Influenced by the countryside and ancient stone crosses in the Isle of Man, Knox minimalised the traditional Celtic knot work to create subtle and simple lines symbolic of the English Art Nouveau Movement.

It proved a very good day for designer items as a Van Cleef & Arpels citrine dress ring sold for £3,200, a Murrle Bennett and Co Art Nouveau 15 carat gold and turquoise necklace from a Pershore vendor made £1,250 and a Bulgari 18 carat gold ‘B Zero’ pendant made £1,000.

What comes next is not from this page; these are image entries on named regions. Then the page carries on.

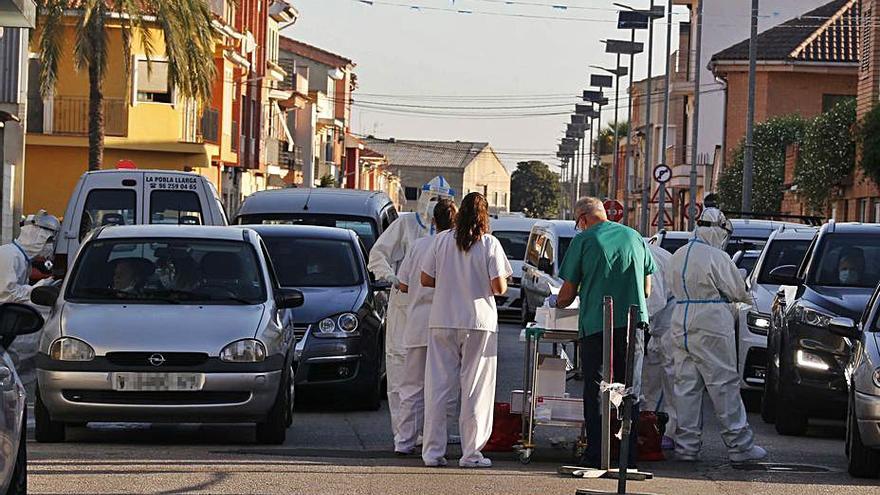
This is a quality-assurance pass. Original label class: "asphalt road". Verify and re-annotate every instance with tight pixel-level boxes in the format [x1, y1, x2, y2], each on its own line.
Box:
[28, 325, 878, 495]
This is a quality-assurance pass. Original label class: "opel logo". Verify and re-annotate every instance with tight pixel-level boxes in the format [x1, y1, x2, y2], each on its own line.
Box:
[147, 354, 165, 366]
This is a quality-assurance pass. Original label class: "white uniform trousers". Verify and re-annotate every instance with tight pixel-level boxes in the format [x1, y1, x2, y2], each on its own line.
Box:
[422, 328, 498, 463]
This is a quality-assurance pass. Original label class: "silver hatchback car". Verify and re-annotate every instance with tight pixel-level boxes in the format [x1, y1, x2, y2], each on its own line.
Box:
[31, 225, 303, 443]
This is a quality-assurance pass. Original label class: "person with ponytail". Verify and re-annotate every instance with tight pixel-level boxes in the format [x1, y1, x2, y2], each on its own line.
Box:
[421, 193, 513, 468]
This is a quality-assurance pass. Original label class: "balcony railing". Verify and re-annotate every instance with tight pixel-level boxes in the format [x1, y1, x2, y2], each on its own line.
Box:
[28, 96, 128, 137]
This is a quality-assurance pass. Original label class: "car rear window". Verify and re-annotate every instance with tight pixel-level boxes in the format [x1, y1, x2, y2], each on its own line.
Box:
[809, 234, 880, 289]
[492, 230, 529, 261]
[758, 240, 810, 284]
[238, 214, 379, 250]
[263, 236, 363, 287]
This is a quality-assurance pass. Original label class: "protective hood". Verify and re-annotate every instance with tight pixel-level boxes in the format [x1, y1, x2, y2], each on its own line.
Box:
[15, 224, 55, 259]
[694, 208, 733, 250]
[415, 176, 455, 234]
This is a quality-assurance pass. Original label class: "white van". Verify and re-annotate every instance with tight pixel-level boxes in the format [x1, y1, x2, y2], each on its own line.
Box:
[55, 169, 229, 271]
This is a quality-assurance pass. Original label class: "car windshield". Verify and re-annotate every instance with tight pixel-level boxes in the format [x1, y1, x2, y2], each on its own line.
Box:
[66, 239, 266, 304]
[238, 214, 379, 251]
[263, 236, 363, 287]
[809, 234, 880, 288]
[758, 239, 810, 284]
[492, 231, 529, 261]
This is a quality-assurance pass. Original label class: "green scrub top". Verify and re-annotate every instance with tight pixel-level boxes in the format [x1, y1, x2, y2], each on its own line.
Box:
[560, 221, 657, 336]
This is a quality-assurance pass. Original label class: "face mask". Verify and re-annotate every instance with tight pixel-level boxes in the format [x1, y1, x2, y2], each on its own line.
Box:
[839, 268, 859, 285]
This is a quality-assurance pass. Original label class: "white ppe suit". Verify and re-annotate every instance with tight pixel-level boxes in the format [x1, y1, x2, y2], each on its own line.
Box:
[640, 245, 676, 438]
[670, 208, 766, 460]
[367, 177, 455, 446]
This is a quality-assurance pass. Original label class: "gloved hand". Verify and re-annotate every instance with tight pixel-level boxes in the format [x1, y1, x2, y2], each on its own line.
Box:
[385, 275, 400, 289]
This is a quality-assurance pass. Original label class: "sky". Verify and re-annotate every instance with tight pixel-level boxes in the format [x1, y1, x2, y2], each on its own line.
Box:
[283, 0, 687, 170]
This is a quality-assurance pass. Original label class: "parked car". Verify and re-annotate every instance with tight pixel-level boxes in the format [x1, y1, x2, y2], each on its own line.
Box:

Designer watches were also in demand as two lady’s Cartier 18 carat gold wristwatches made £1,500 and £800 and a gentleman’s Longines stainless steel automatic chronograph, which was the auction catalogue’s front cover lot, sold for £1,450

Other highlights in the jewellery and watches section were an 18 carat gold single stone diamond ring at £4,200, a platinum three stone sapphire and diamond ring at £3,800 and a gentleman’s 18 carat gold Dent open face quarter repeating pocket watch at £3,300.

In the silver section, two canteens of cutlery sold well at £2,400 for an example by Goldsmiths & Siversmiths Co, Sheffield with 133 pieces and £2,100 for and an early 20th century German example with 171 pieces.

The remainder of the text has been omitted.